5 Reasons All LLC’s Need an Operating Agreement

An Operating Agreement is an agreement between the members of an LLC about how the affairs of the business will be handled.  Many businesses, whether just starting out or fully established, may not realize they need an Operating Agreement.  Here are the top 5 reasons every LLC should have an operating agreement:

1.  Death, Divorce, and Disability

Nobody wants to believe that their marriage will end or that something will happen to cause them to be permanently disabled.  Unfortunately, things like this happen every day.  While divorce and disability may not be as much of a certainty in life as death and taxes, entrepreneurs should be protecting their business from all of these things.  An Operating Agreement can stipulate what happens in the event that a member dies, divorces, or is permanently disabled and is no longer able to maintain the business.  The default rules in Louisiana are not favorable to LLC’s in these situations, and it is important that these issues be proactively addressed to protect the integrity of the business.

2.  Audit Protection

Speaking of taxes, there is certain language dealing with Capital Accounts that your attorney will probably want to include in your Operating Agreement.  Although it may sound like gibberish to someone outside of the tax or legal fields, these provisions can provide an extra layer of protection for your business in case it is ever audited by the IRS.

3.  Disagreements

At the beginning of a business when the members are reveling in their great idea and good fortune to come, it may be difficult to imagine ever disagreeing.  Particularly in family businesses, there may be a temptation to forego an Operating Agreement because everyone gets along and agrees about everything…well, at least until they don’t.  People disagree over things every day, all the time.  There are a lot of decisions that go into running a business, and if there is a dispute among the decision makers (either the members if the LLC is member-managed or the managers if the LLC is manager-managed), your Operating Agreement can dictate how disputes will be settled.  By working together up front to agree on how to handle conflict, and including these provisions in the Operating Agreement, members can hopefully avoid costly litigation down the road. 

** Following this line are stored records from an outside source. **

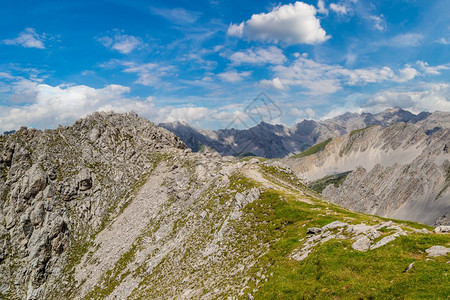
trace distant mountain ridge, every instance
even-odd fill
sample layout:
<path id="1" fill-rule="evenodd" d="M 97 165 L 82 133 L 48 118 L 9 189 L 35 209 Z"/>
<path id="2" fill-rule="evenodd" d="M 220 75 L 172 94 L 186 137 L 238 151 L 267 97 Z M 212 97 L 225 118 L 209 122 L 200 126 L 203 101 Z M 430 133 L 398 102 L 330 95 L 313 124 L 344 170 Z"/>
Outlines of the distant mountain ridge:
<path id="1" fill-rule="evenodd" d="M 161 123 L 159 126 L 173 132 L 193 151 L 205 145 L 222 155 L 251 153 L 266 158 L 282 158 L 356 129 L 371 125 L 385 127 L 398 122 L 415 124 L 430 115 L 429 112 L 416 115 L 401 108 L 392 108 L 378 114 L 345 113 L 324 121 L 303 120 L 291 127 L 266 122 L 245 130 L 198 130 L 185 122 Z M 438 124 L 438 121 L 435 123 Z"/>
<path id="2" fill-rule="evenodd" d="M 439 113 L 441 121 L 447 118 Z M 450 127 L 435 126 L 435 119 L 356 130 L 282 161 L 304 181 L 322 182 L 323 196 L 351 210 L 449 224 Z M 340 175 L 346 176 L 341 184 L 326 181 Z"/>

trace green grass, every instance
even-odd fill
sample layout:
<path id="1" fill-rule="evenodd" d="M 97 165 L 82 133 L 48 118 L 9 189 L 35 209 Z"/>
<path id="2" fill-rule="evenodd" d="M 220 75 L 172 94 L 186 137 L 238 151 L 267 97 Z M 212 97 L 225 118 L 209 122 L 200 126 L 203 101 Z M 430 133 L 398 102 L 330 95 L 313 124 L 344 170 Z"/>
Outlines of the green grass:
<path id="1" fill-rule="evenodd" d="M 371 125 L 371 126 L 364 127 L 364 128 L 361 128 L 361 129 L 353 130 L 352 132 L 350 132 L 350 136 L 357 135 L 357 134 L 359 134 L 360 132 L 363 132 L 363 131 L 369 129 L 369 128 L 372 127 L 372 126 L 375 126 L 375 125 Z"/>
<path id="2" fill-rule="evenodd" d="M 251 152 L 235 153 L 235 154 L 233 154 L 233 156 L 236 157 L 237 159 L 242 159 L 244 157 L 250 157 L 250 158 L 256 157 L 256 155 Z"/>
<path id="3" fill-rule="evenodd" d="M 325 141 L 323 141 L 321 143 L 318 143 L 318 144 L 312 146 L 311 148 L 309 148 L 309 149 L 307 149 L 307 150 L 305 150 L 305 151 L 303 151 L 303 152 L 301 152 L 299 154 L 293 155 L 293 156 L 291 156 L 289 158 L 302 158 L 302 157 L 305 157 L 305 156 L 313 155 L 313 154 L 315 154 L 315 153 L 325 149 L 325 146 L 328 145 L 328 143 L 331 142 L 331 140 L 332 139 L 329 138 L 329 139 L 327 139 L 327 140 L 325 140 Z"/>
<path id="4" fill-rule="evenodd" d="M 339 187 L 345 181 L 347 175 L 350 174 L 351 172 L 352 171 L 347 171 L 339 174 L 325 176 L 321 179 L 312 181 L 311 183 L 308 184 L 308 187 L 313 191 L 316 191 L 317 193 L 321 194 L 323 190 L 330 184 L 333 184 L 335 187 Z"/>
<path id="5" fill-rule="evenodd" d="M 252 155 L 250 155 L 250 156 L 245 156 L 245 157 L 243 157 L 243 158 L 241 158 L 241 159 L 239 159 L 239 160 L 240 160 L 240 161 L 249 161 L 249 160 L 252 159 L 252 158 L 256 158 L 256 159 L 259 160 L 260 162 L 263 162 L 263 161 L 268 160 L 267 158 L 264 158 L 264 157 L 260 157 L 260 156 L 252 156 Z"/>
<path id="6" fill-rule="evenodd" d="M 328 208 L 328 210 L 327 210 Z M 327 215 L 325 212 L 333 212 Z M 289 258 L 301 248 L 308 227 L 322 227 L 335 220 L 374 224 L 383 219 L 347 211 L 315 201 L 297 201 L 293 195 L 268 190 L 245 208 L 251 230 L 270 245 L 251 270 L 247 293 L 255 299 L 448 299 L 449 255 L 426 261 L 425 249 L 450 244 L 448 235 L 410 233 L 375 250 L 358 252 L 351 239 L 320 244 L 303 261 Z M 335 214 L 334 214 L 335 213 Z M 347 221 L 348 222 L 348 221 Z M 397 221 L 398 222 L 398 221 Z M 405 226 L 428 228 L 414 222 Z M 248 230 L 248 229 L 247 229 Z M 383 234 L 390 234 L 389 231 Z M 410 263 L 413 268 L 405 272 Z M 256 283 L 257 272 L 266 280 Z M 270 275 L 272 274 L 272 276 Z M 253 293 L 253 289 L 256 292 Z M 245 298 L 245 296 L 243 297 Z"/>

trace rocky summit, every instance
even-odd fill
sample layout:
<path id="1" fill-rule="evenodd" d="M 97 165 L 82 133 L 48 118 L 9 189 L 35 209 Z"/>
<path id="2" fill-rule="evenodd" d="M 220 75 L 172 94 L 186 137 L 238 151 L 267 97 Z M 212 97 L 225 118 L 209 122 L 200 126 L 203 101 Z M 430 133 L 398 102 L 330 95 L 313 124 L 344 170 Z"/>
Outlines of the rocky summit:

4.  Secures Limited Liability

The Operating Agreement is one example of a corporate formality that courts look to in determining whether you are running a legitimate business that warrants limited liability.  While you should talk with your lawyer about other important corporate formalities that can help prevent courts from piercing the corporate veil and holding you personally liable for the company’s debt (or a judgment), the Operating Agreement is one corporate formality that should not be overlooked.

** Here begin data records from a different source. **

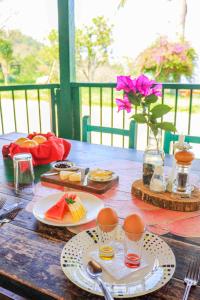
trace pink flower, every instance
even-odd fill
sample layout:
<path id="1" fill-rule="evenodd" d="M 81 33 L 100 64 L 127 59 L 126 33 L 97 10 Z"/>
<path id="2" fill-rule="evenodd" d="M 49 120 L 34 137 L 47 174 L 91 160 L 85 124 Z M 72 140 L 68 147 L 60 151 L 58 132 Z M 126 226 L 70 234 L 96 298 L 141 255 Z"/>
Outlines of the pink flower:
<path id="1" fill-rule="evenodd" d="M 162 96 L 162 84 L 158 83 L 153 86 L 151 89 L 151 95 L 154 94 L 155 96 Z"/>
<path id="2" fill-rule="evenodd" d="M 183 50 L 185 50 L 185 47 L 179 44 L 176 44 L 173 48 L 173 53 L 179 54 L 181 53 Z"/>
<path id="3" fill-rule="evenodd" d="M 117 91 L 124 90 L 126 93 L 135 92 L 134 82 L 130 76 L 117 76 Z"/>
<path id="4" fill-rule="evenodd" d="M 118 112 L 120 110 L 126 110 L 127 113 L 131 112 L 131 103 L 126 95 L 124 95 L 124 99 L 116 99 L 116 104 L 118 106 Z"/>
<path id="5" fill-rule="evenodd" d="M 149 80 L 145 75 L 140 75 L 136 80 L 136 89 L 142 96 L 151 95 L 151 87 L 155 84 L 154 80 Z"/>

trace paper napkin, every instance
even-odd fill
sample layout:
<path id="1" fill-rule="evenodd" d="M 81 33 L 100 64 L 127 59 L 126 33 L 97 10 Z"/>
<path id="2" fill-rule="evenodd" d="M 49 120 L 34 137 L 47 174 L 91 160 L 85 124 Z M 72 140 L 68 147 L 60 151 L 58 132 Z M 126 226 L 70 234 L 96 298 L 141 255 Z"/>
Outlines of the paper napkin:
<path id="1" fill-rule="evenodd" d="M 141 269 L 148 266 L 144 259 L 141 260 L 140 266 L 138 268 L 128 268 L 124 264 L 124 251 L 123 249 L 117 249 L 115 257 L 111 260 L 102 260 L 99 257 L 98 249 L 90 253 L 90 257 L 95 260 L 100 266 L 115 280 L 123 279 Z"/>

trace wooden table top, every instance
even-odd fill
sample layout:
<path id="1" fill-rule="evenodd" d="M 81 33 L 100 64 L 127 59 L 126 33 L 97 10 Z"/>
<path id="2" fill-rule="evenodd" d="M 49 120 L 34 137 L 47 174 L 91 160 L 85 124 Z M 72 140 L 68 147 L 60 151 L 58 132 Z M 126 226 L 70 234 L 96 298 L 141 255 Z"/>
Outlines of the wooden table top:
<path id="1" fill-rule="evenodd" d="M 0 147 L 19 137 L 12 133 L 0 136 Z M 69 159 L 83 167 L 110 167 L 120 176 L 118 186 L 103 195 L 107 205 L 123 213 L 124 203 L 131 205 L 131 181 L 134 180 L 133 162 L 142 161 L 142 152 L 131 149 L 112 148 L 71 141 L 72 150 Z M 171 164 L 166 156 L 166 165 Z M 36 179 L 50 166 L 35 168 Z M 200 175 L 200 162 L 195 161 L 193 172 Z M 13 192 L 12 161 L 0 155 L 0 196 L 15 200 Z M 24 208 L 32 200 L 21 199 Z M 60 267 L 60 254 L 66 241 L 73 234 L 66 228 L 52 227 L 38 222 L 26 209 L 20 211 L 9 224 L 0 228 L 0 285 L 27 299 L 58 300 L 99 300 L 102 297 L 92 295 L 71 283 Z M 200 236 L 200 234 L 199 234 Z M 171 246 L 176 256 L 177 267 L 173 278 L 167 285 L 152 294 L 138 299 L 182 299 L 184 293 L 184 276 L 188 262 L 200 256 L 200 238 L 180 237 L 168 233 L 162 238 Z M 134 298 L 136 299 L 136 298 Z M 200 285 L 192 288 L 190 300 L 200 299 Z"/>

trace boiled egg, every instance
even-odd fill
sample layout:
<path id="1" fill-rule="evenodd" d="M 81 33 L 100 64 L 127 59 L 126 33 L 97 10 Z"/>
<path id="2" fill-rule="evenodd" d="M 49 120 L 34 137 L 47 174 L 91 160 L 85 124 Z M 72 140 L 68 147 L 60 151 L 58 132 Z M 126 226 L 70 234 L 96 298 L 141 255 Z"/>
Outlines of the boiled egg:
<path id="1" fill-rule="evenodd" d="M 118 215 L 114 209 L 105 207 L 100 210 L 97 216 L 97 224 L 104 232 L 110 232 L 118 224 Z"/>
<path id="2" fill-rule="evenodd" d="M 131 214 L 125 218 L 123 229 L 130 240 L 138 241 L 144 233 L 145 224 L 139 215 Z"/>

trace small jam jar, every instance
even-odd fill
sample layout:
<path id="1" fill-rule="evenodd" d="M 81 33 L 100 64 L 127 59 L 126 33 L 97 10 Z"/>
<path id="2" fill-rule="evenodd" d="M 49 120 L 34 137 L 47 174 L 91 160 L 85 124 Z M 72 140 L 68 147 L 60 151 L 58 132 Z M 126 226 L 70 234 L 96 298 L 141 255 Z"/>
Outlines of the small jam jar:
<path id="1" fill-rule="evenodd" d="M 182 197 L 190 197 L 192 186 L 189 181 L 190 166 L 194 159 L 194 154 L 187 149 L 175 153 L 176 160 L 176 179 L 172 191 Z"/>

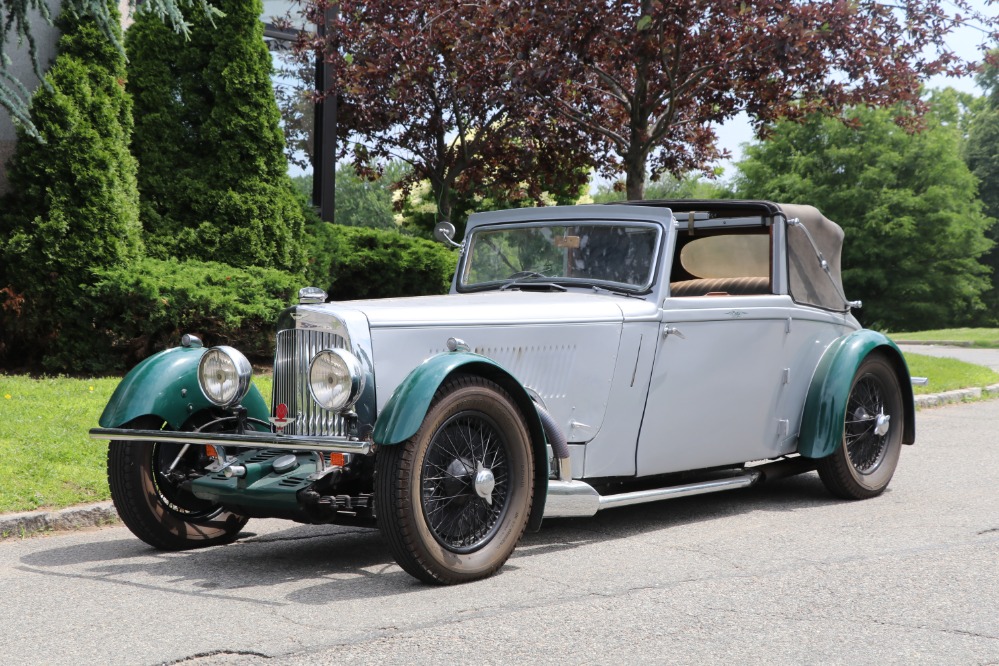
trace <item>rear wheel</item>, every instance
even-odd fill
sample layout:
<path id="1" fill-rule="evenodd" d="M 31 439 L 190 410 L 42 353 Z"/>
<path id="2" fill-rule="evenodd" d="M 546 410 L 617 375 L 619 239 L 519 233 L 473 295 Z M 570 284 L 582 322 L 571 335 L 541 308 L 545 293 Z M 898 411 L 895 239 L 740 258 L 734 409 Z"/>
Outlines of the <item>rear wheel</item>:
<path id="1" fill-rule="evenodd" d="M 132 424 L 137 430 L 156 430 L 161 425 L 158 419 Z M 212 462 L 203 446 L 188 447 L 178 459 L 182 449 L 181 443 L 112 441 L 108 485 L 115 510 L 132 534 L 162 550 L 235 540 L 247 518 L 181 487 L 187 471 L 201 470 Z"/>
<path id="2" fill-rule="evenodd" d="M 517 406 L 479 377 L 446 382 L 423 425 L 378 451 L 378 525 L 399 565 L 428 583 L 493 574 L 524 533 L 534 493 Z"/>
<path id="3" fill-rule="evenodd" d="M 817 461 L 819 476 L 833 495 L 866 499 L 884 492 L 902 448 L 905 412 L 902 389 L 881 354 L 865 358 L 853 377 L 843 424 L 843 443 Z"/>

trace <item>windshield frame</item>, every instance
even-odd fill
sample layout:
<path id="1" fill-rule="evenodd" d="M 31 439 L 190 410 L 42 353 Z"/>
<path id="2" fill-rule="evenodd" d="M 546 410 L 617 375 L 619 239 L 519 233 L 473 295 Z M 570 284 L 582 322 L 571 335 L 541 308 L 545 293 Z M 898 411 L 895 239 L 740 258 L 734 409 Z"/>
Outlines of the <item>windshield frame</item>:
<path id="1" fill-rule="evenodd" d="M 513 231 L 517 229 L 539 228 L 539 227 L 569 227 L 569 226 L 603 226 L 603 227 L 642 227 L 655 232 L 654 247 L 652 252 L 652 265 L 649 267 L 647 280 L 642 285 L 633 285 L 611 280 L 600 280 L 594 278 L 575 277 L 520 277 L 506 278 L 502 280 L 490 280 L 488 282 L 476 282 L 468 284 L 465 282 L 465 274 L 468 270 L 468 263 L 471 261 L 471 248 L 477 234 Z M 639 219 L 615 219 L 614 217 L 591 218 L 586 215 L 579 217 L 552 217 L 549 219 L 536 219 L 529 222 L 500 222 L 494 224 L 479 224 L 470 228 L 465 242 L 463 243 L 461 259 L 455 271 L 455 290 L 459 293 L 474 293 L 481 291 L 499 291 L 505 288 L 513 288 L 512 285 L 527 286 L 555 284 L 560 287 L 593 289 L 594 287 L 610 292 L 621 292 L 628 295 L 644 296 L 653 291 L 659 281 L 659 274 L 663 262 L 663 245 L 666 239 L 666 229 L 663 224 L 651 220 Z"/>

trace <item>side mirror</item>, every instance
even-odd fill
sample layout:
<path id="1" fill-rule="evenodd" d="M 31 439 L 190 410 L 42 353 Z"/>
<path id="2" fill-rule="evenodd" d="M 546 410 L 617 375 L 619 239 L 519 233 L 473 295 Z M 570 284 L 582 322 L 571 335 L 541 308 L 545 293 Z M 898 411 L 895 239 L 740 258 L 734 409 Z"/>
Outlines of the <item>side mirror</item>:
<path id="1" fill-rule="evenodd" d="M 434 227 L 434 238 L 448 247 L 461 247 L 461 244 L 454 242 L 454 225 L 447 220 L 438 222 Z"/>

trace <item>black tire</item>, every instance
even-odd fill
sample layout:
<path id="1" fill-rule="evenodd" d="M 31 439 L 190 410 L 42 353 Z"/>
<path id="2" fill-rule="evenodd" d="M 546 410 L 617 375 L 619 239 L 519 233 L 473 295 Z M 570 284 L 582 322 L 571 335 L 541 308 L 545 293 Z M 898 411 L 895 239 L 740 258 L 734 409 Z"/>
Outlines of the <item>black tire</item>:
<path id="1" fill-rule="evenodd" d="M 162 421 L 141 420 L 138 430 L 158 430 Z M 112 441 L 108 448 L 108 485 L 118 516 L 132 534 L 161 550 L 187 550 L 230 543 L 247 518 L 198 499 L 172 483 L 162 470 L 182 444 Z M 179 466 L 208 464 L 205 449 L 191 446 Z"/>
<path id="2" fill-rule="evenodd" d="M 381 447 L 375 466 L 379 530 L 421 581 L 486 578 L 524 534 L 534 499 L 531 437 L 513 399 L 489 380 L 445 382 L 416 434 Z"/>
<path id="3" fill-rule="evenodd" d="M 881 354 L 870 354 L 850 385 L 842 445 L 817 461 L 829 492 L 843 499 L 867 499 L 884 492 L 902 449 L 904 410 L 891 362 Z M 887 423 L 883 416 L 888 417 Z"/>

5.  Clarifies Expectations

Finally, by creating a system and structure for managing the LLC, the Operating Agreement clarifies the members’ expectations and puts it in writing for everyone to see.  By increasing communication and clarifying expectations on the front end, the Operating Agreement is a powerful tool for reducing conflict among the business’s owners in the long run.

Allen & Gooch is providing this legal update for informational purposes only. This article should not be construed as legal advice or a legal opinion as to any specific facts or circumstances. You should consult your own attorney concerning your particular situation and any specific legal questions you may have.